Details had previously been sketchy about Farah’s absence from the Commonwealth Games, bar the fact that he had been hospitalised after suffering abdominal pains and not recovered in time to regain full fitness to compete in Glasgow.
But on the eve of the competition starting – the Europeans begin today with Farah in action in the 10,000 metres tomorrow and the 5,000m four days later – he finally lifted the lid on his hospital drama.
“I basically had a tooth taken out because it was chipped and it got infected,” he said. “I was in a bit of pain but went for a run and, when I came back from the run, I literally collapsed on the bathroom floor, completely knocked out.
“I had my phone in my pocket so, when I woke up and became conscious, I called Cam [Levins] my training partner, the guy who came third at the Commonwealth Games [in the 10,000m for Canada], and he came round and got me on to my bed.
“I was in so much pain from my stomach and so he called an ambulance and it took me to hospital. I then had to be airlifted to the main hospital as they thought something was going on with my heart – it was just crazy. I was in hospital for four days and it was scary.”
Despite his hospital dash, Farah had still been hopeful of taking his place on the start line for the Commonwealths, the one major championship where he has yet to celebrate gold, but an inability to get fit in time meant he opted against racing.
It led to a raft of criticism, the most surprising of which he said came from his friend Paula Radcliffe, who had been with him in Font Romeu as he initially battled to get fit with the clock ticking.
“I did one track session and Paula was timing me and she told me I should stop,” he said in an interview with the BBC. “Someone like Paula telling you to stop, you know there is something wrong and I just wasn’t right – she could see me.
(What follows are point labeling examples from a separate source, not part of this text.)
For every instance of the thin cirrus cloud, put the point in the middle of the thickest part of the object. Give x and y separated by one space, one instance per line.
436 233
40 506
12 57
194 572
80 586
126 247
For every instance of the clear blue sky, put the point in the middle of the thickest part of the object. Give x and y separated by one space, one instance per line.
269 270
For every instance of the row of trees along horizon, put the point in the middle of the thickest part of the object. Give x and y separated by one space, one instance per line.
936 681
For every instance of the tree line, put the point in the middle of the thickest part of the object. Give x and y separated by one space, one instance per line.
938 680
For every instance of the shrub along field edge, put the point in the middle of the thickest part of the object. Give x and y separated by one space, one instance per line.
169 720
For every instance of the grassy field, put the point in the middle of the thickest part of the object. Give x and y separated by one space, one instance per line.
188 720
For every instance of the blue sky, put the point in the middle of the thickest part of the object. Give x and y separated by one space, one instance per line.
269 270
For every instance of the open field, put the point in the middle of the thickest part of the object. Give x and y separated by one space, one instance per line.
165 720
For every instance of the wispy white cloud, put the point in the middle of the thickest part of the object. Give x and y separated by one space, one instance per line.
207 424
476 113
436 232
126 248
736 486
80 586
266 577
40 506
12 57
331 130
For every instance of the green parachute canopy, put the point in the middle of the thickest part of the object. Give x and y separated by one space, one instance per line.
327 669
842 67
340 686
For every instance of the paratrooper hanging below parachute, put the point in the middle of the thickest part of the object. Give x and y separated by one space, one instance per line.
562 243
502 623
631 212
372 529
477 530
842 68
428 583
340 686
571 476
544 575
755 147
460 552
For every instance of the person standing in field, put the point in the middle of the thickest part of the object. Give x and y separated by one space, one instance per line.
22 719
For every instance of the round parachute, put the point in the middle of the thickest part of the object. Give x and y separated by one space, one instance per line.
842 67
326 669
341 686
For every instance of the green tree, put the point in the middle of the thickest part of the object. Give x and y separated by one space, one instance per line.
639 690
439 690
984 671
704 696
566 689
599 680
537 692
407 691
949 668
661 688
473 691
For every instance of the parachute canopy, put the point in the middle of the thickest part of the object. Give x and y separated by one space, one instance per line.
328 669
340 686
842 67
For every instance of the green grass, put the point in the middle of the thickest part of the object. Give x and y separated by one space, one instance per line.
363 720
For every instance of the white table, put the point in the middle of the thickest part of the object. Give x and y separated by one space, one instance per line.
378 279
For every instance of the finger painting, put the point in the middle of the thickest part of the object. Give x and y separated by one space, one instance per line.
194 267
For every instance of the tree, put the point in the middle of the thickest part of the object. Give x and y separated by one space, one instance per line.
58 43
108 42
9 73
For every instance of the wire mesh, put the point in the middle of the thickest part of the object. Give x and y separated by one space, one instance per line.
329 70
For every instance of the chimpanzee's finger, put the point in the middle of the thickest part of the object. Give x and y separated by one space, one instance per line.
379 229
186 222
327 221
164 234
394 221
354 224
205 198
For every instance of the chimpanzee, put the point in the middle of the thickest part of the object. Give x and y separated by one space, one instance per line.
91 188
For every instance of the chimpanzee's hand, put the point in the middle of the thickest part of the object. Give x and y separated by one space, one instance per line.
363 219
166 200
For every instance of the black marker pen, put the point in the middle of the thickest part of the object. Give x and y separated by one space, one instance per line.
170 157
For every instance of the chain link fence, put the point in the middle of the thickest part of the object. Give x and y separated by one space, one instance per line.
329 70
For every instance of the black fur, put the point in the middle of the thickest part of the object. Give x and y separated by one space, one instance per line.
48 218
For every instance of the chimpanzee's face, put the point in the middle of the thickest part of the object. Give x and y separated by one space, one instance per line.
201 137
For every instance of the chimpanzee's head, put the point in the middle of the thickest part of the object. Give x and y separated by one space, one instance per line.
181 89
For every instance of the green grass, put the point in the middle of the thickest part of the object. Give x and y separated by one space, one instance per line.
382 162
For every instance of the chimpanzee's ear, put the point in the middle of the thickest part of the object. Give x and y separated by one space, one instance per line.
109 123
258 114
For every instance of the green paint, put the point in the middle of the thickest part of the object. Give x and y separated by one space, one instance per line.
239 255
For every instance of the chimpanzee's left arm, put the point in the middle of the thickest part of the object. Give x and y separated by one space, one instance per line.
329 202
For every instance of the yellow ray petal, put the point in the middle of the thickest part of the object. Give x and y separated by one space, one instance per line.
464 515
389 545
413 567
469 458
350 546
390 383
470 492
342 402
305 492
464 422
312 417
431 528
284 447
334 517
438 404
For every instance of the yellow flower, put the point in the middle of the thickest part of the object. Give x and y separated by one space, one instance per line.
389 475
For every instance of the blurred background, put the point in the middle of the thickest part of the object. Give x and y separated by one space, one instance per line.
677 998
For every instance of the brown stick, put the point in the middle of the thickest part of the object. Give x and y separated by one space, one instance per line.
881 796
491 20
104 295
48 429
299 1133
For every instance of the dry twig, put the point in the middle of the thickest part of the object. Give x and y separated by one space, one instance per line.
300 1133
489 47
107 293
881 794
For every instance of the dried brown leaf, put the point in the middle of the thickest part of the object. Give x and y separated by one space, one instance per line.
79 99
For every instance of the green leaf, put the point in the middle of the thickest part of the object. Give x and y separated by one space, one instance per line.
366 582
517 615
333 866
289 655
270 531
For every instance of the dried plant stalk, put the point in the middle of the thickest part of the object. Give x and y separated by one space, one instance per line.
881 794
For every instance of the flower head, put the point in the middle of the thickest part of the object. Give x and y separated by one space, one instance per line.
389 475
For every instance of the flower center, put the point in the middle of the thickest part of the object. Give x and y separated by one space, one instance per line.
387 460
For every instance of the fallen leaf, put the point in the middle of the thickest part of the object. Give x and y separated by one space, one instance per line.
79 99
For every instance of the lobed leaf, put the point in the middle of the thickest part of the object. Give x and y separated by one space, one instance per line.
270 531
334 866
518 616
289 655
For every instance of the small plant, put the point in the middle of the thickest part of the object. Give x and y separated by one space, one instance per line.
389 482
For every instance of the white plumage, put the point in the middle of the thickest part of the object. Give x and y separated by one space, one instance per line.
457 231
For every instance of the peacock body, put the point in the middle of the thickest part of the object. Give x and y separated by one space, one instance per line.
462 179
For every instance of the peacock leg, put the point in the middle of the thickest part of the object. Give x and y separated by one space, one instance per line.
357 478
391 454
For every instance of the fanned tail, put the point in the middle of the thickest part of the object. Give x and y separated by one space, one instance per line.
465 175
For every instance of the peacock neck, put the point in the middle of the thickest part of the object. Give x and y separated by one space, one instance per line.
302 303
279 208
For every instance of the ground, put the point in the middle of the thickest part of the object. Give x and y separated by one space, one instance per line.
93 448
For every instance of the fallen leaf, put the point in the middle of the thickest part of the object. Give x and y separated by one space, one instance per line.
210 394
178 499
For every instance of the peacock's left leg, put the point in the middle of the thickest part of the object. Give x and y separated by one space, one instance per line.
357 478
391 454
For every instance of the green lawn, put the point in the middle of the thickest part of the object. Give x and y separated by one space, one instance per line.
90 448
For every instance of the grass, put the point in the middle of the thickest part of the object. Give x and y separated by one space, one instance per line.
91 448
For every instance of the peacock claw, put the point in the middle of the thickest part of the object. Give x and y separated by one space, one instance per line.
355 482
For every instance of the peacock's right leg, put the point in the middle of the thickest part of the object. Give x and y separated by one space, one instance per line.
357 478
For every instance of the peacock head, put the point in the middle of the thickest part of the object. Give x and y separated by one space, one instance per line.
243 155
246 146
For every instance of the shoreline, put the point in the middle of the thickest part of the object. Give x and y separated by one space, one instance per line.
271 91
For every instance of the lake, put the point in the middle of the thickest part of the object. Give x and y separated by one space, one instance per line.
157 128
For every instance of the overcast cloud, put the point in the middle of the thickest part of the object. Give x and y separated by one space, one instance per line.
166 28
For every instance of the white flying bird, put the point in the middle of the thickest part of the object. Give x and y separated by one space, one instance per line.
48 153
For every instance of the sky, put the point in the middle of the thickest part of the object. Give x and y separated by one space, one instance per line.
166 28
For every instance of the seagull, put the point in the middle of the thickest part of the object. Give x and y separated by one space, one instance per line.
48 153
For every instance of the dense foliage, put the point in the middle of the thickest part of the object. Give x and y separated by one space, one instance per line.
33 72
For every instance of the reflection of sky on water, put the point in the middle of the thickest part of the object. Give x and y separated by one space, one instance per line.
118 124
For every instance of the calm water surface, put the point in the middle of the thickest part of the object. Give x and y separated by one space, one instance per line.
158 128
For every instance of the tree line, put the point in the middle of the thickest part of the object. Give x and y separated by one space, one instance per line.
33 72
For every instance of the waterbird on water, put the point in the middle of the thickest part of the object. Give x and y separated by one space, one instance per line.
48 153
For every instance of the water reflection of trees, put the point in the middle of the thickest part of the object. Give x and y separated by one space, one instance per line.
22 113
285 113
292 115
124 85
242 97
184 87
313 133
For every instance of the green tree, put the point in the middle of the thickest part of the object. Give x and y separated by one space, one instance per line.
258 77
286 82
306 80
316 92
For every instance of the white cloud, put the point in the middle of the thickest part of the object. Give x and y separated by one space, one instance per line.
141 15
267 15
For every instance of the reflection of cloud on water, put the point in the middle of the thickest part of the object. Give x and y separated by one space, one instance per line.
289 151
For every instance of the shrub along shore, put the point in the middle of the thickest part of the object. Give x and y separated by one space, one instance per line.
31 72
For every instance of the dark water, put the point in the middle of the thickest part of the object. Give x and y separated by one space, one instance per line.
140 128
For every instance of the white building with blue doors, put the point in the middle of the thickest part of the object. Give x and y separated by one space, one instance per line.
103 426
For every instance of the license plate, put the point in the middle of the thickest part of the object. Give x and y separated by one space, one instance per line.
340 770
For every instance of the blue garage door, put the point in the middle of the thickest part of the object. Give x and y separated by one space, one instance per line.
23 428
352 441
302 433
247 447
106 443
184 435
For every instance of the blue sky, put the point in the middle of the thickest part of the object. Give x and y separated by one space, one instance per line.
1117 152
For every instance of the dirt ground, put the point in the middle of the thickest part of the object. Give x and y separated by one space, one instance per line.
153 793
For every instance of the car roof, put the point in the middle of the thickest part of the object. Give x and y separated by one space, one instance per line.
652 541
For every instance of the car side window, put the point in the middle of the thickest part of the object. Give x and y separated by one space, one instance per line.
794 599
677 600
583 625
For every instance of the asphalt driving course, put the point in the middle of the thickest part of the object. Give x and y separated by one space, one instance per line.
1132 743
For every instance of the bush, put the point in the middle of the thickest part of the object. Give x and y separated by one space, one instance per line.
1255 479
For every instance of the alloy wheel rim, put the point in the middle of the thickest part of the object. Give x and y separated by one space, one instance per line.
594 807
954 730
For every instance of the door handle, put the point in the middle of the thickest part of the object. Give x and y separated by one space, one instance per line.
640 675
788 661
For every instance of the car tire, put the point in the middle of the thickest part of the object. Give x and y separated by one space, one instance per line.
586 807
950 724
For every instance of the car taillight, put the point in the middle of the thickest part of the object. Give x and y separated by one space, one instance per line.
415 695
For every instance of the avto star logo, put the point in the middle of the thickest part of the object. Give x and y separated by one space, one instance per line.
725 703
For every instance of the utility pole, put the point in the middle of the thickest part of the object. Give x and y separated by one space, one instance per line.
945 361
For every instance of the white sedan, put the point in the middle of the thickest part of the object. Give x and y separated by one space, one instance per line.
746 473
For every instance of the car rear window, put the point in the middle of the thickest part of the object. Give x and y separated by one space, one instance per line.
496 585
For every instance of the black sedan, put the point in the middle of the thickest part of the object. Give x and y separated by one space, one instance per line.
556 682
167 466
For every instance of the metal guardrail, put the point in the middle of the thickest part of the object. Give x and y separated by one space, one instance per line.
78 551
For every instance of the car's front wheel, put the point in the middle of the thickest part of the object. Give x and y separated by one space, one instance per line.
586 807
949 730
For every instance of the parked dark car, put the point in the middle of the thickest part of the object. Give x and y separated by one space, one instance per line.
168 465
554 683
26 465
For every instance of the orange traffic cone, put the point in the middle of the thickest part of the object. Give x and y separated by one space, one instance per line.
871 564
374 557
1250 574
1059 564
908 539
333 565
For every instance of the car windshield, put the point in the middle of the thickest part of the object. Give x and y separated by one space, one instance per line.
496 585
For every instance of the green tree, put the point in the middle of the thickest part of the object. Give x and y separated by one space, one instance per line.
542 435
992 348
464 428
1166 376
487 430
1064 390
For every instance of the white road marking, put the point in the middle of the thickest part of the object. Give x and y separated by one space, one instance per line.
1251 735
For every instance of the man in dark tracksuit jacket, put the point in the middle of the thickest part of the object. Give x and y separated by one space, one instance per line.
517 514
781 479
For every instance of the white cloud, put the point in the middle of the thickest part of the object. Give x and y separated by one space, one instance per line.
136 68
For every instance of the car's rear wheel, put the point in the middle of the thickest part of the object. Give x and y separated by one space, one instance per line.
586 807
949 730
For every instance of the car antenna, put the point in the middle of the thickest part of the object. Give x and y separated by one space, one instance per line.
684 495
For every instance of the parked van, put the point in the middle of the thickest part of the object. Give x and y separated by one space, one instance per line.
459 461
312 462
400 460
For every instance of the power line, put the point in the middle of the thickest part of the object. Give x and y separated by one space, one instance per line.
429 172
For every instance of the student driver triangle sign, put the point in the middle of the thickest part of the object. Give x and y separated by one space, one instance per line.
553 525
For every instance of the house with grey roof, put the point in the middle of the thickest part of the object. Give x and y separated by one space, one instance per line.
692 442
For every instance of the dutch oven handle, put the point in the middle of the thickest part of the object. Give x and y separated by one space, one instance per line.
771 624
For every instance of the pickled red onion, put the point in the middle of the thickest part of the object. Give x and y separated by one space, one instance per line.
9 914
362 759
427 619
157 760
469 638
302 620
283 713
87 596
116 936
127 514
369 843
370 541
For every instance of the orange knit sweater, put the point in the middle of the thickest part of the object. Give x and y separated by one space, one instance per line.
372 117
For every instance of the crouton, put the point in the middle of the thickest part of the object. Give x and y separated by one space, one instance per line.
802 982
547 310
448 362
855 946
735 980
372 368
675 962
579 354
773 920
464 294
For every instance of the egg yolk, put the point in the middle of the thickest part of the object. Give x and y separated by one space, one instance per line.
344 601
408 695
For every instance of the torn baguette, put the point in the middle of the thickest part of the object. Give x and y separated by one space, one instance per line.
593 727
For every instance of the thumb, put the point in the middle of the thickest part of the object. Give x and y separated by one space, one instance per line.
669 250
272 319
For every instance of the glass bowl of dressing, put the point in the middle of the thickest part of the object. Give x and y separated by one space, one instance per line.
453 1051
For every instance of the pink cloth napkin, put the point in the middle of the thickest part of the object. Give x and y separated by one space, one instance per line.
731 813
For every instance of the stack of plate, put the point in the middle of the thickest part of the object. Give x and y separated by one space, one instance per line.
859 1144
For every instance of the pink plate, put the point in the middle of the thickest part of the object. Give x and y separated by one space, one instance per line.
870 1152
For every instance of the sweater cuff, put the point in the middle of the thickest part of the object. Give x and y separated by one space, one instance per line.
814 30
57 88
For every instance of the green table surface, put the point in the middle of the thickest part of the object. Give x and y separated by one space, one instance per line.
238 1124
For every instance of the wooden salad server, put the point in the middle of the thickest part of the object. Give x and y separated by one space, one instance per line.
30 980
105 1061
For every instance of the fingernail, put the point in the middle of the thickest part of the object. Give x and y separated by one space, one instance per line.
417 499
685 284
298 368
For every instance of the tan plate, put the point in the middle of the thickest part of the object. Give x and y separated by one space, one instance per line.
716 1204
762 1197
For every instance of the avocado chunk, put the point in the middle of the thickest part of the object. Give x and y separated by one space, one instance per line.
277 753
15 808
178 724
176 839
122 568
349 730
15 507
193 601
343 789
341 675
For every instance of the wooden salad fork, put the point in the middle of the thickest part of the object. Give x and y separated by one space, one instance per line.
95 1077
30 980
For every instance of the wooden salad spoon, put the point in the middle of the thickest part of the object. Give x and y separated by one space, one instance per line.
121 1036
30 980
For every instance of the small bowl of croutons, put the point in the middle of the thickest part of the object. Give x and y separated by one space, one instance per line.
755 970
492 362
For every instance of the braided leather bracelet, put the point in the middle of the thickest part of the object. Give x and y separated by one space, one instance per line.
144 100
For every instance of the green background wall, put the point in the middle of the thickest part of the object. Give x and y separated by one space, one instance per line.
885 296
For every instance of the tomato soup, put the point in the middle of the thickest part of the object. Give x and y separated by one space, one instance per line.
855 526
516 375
It took a lot out of me.
“Later on, Paula said I’d taken the easy option, which is not fair as she’d seen me struggle. I was quite disappointed but if I’m going to turn up I have to be 100 per cent.”
There is no denying that attempting to win double gold at European level in long-distance running is infinitely easier than at the Commonwealths, where Farah would have faced Caleb Ndiku, the Kenyan who won gold in the 5,000m in Glasgow, and Uganda’s Moses Kipsiro, who won the 10,000m final.
However, Farah warned of the threat in Switzerland of France’s Bouabdellah Tahri as well as a Kenyan contingent set to run in Turkish colours. Despite rivals who would have untroubled the Farah of the past two seasons, the Briton is something of an unknown going into these championships having spent the winter focusing on the London Marathon and with a solitary competitive track outing this season – a 5,000m race in Portland.
The marathon, where he finished eighth, was a disappointment – “I thought I’d have done better” – and the Londoner admitted “it definitely took more out of me than anything else”.
He struggled even to watch the Commonwealths, describing it as too painful, but he is now confident of a return to winning ways at the Europeans, an event where the double-gold rush began for him, in Barcelona in 2010.
“The Europeans will always be in my heart and you always have to remember where it all started,” he said. “It would be nice to do that [replicate what he did in Barcelona].
“Now I’m here at the Europeans and I want to come away with two wins.”